Controverse en France 

L'entreprise a été fondée en France en 2016 par deux ingénieurs, Jean-Charles Samuelian et Charles Gorintin. Alan dit avoir plus de 600 employés et exercer ses activités en France, en Espagne, en Belgique et au Canada. Alan ajoute desservir plus de 710 000 membres et 33 000 entreprises.

Alan, qualifié de « néo-assureur » par les médias français, a créé une onde de choc en remportant plusieurs appels d’offres successifs dans le secteur public en France, soulevant la grogne de syndicats. 

Le 26 mai 2025, La Tribune de l’assurance a écrit qu’à compter du 1er janvier 2026, les agents du ministère de l’Économie et des Finances de France doivent être couverts par une assurance complémentaire santé obligatoire, financée à 50 % par l’employeur.

« Déjà attributaire des appels d’offres santé des services du Premier ministre (SPM) en septembre 2024 (couverture de 15 000 agents) et du ministère de la Transition écologique et de la Cohésion des territoires en octobre 2024 (couverture de 60 000 fonctionnaires), Alan s’offre désormais Bercy avec 130 000 agents supplémentaires pour leur couverture santé », rapporte l’article. 

Trois jours plus tôt, L’Argus de l’assurance rapportait la vive réaction des syndicats.

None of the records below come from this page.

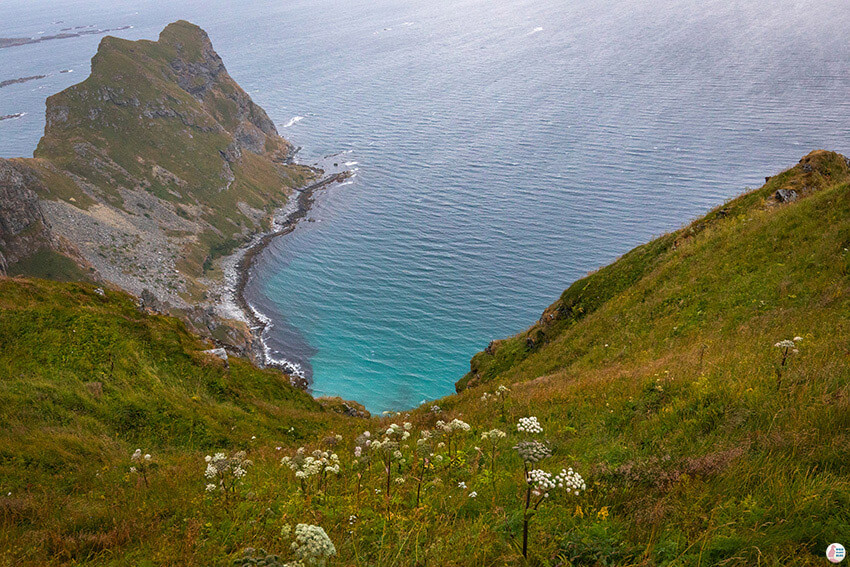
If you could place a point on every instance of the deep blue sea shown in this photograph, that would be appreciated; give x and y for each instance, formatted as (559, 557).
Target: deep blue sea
(503, 148)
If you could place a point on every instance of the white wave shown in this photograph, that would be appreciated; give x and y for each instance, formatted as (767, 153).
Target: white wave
(294, 120)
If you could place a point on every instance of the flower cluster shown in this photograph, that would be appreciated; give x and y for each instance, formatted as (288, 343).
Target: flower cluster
(226, 472)
(789, 343)
(137, 456)
(529, 425)
(312, 545)
(452, 426)
(493, 435)
(317, 464)
(542, 482)
(532, 451)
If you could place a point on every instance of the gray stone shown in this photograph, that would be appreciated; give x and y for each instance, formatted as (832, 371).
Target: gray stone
(785, 195)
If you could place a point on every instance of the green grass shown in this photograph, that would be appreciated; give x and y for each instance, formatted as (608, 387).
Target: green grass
(656, 378)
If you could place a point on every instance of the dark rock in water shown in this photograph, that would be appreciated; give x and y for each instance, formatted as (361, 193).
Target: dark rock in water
(149, 302)
(94, 388)
(217, 352)
(345, 407)
(20, 80)
(785, 195)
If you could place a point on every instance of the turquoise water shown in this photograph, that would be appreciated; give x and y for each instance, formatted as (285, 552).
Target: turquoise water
(502, 148)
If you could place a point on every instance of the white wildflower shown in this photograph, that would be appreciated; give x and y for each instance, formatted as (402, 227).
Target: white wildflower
(312, 545)
(529, 425)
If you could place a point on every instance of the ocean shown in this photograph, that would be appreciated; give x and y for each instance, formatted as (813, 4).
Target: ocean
(502, 148)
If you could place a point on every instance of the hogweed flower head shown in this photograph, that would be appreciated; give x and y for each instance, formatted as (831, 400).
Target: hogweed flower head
(312, 545)
(226, 471)
(529, 425)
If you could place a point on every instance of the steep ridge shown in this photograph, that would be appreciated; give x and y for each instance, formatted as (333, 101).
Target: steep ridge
(153, 168)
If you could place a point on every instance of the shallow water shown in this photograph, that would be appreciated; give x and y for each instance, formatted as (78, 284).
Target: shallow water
(503, 149)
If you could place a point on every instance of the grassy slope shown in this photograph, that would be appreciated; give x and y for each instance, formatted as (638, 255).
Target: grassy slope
(84, 379)
(657, 380)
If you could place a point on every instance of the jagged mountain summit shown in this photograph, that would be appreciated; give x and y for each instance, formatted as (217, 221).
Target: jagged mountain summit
(149, 170)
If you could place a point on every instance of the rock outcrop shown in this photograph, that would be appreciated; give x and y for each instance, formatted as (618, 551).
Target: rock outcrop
(24, 230)
(149, 171)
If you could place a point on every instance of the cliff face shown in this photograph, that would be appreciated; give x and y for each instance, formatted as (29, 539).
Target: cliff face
(153, 167)
(24, 230)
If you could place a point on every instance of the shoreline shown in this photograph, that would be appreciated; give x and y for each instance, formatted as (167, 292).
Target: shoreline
(257, 325)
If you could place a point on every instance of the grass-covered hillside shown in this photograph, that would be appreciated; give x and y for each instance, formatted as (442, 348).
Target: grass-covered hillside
(648, 419)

La publication a écrit que l'attribution du marché santé des agents du ministère de l'Economie et des Finances à la compagnie Alan met en difficulté la mutuelle historique Mgéfi.

« Les syndicats manifestent leur opposition à cette décision », peut-on lire. Mgéfi offre entre autres une protection santé et prévoyance pour les agents de la fonction publique. Sa couverture santé inclut une garantie maintien de salaire.